Another Great Book Reviewed

 

I’ve been asking myself why I’m drawn to novels whose characters are caught up in the crises of our times. By “our” times, you understand, I mean in my lifetime, which may be “historic” to many of you. In any case, the book I’m reviewing today, Carey Harrison’s Justice, shed light on that question. It is because, in Harrison’s hands, such times reach deep into the human soul, its capacity for both evil and redemption.

 

 Justice Carey Harrison

 

Set in a small Italian coastal village whose hills, paths, beaches, and townspeople are so real they become home to us, Miri Gottleib, daughter of socialist London Jews, marries communist Count Piero. They settle into Casa Rosa, the Count’s family home, and give birth to Vittorio just as fascism begins to rumble across Europe and El Duce was rising to power.

So beautifully is the story of their marriage told, that Casa Rosa seems inoculated from both the village and the world beyond until the forces burst upon them, bringing tragedy and loss “that blackens the calendar.” This is not the end of the story, but the middle. Miri’s road back, driven by revenge, the words that restrain her, the rubble of villagers’ lives, to redemption is the heart of the book. It is truly a story of return from the depths.
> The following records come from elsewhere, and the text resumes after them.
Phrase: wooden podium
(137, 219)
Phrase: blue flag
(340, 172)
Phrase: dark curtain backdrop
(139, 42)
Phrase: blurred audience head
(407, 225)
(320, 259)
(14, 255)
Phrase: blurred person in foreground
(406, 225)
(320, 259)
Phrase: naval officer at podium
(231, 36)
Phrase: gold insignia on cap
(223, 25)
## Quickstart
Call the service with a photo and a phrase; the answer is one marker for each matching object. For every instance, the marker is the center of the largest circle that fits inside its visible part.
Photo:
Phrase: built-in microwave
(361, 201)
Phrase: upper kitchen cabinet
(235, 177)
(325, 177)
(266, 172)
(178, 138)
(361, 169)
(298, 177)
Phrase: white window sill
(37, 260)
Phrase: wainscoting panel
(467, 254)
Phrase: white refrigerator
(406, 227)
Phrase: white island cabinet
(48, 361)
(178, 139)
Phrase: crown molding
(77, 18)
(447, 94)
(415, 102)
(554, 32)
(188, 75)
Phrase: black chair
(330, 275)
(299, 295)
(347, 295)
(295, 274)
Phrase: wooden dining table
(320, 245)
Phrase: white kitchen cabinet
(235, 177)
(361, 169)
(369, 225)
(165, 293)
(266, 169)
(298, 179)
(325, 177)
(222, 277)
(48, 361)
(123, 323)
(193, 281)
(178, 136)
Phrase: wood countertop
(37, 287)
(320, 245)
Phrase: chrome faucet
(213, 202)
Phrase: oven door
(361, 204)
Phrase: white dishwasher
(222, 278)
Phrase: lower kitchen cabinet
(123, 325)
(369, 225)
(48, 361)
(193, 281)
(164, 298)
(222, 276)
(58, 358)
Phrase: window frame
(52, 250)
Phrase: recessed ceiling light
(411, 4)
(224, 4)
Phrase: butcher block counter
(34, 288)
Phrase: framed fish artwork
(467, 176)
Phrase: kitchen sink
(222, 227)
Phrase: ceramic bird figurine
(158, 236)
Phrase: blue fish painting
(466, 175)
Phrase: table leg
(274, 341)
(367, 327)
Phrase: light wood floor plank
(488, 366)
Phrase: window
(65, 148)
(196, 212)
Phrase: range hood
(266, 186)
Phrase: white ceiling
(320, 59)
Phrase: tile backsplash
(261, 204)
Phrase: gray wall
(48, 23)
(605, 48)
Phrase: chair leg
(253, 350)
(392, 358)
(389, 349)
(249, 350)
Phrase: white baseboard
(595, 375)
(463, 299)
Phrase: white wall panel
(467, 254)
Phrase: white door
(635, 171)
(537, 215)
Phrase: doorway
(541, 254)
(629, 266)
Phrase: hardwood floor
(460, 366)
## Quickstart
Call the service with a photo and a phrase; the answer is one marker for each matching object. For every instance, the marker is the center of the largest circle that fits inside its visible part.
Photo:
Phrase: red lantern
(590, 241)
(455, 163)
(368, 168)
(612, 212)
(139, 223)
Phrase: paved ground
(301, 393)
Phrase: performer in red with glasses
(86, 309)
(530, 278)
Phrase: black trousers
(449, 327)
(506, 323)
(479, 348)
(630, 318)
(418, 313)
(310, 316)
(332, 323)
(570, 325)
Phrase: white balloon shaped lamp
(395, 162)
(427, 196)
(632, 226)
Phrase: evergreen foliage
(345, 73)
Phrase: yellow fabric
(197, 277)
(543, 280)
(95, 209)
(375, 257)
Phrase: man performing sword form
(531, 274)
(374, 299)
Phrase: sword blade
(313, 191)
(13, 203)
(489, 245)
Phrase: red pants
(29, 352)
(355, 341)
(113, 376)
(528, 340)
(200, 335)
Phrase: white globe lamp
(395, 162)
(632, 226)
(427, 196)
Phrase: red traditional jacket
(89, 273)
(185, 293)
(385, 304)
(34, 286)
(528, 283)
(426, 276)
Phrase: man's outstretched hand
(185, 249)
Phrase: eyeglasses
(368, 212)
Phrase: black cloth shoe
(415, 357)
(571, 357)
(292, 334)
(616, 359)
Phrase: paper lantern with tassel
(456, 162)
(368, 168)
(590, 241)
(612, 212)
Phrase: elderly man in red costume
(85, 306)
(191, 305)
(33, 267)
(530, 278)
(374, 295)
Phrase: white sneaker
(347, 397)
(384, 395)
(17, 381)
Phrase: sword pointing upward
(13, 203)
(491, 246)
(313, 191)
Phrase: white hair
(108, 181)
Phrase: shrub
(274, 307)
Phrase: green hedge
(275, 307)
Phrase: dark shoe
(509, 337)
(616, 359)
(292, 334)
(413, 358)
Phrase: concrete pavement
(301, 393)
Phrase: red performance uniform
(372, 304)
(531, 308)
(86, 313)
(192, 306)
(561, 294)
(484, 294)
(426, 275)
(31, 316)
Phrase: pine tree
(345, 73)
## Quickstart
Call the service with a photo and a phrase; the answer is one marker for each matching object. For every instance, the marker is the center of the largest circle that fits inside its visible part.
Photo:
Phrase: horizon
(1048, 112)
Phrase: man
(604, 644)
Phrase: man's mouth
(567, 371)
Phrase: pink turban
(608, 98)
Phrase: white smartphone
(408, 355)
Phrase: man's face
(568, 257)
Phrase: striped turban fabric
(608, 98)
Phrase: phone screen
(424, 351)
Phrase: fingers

It is my hope that as women begin to feel more at home in the world-at-large and therefore see lives as pushed and pulled by cultural, political, and historical forces, we will see more books like this from female authors. We are talented at creating characters, and at relationships, but we haven’t seen ourselves as movers in the world beyond the personal. This restrictive view shows in women’s fiction, and it’s time to move beyond.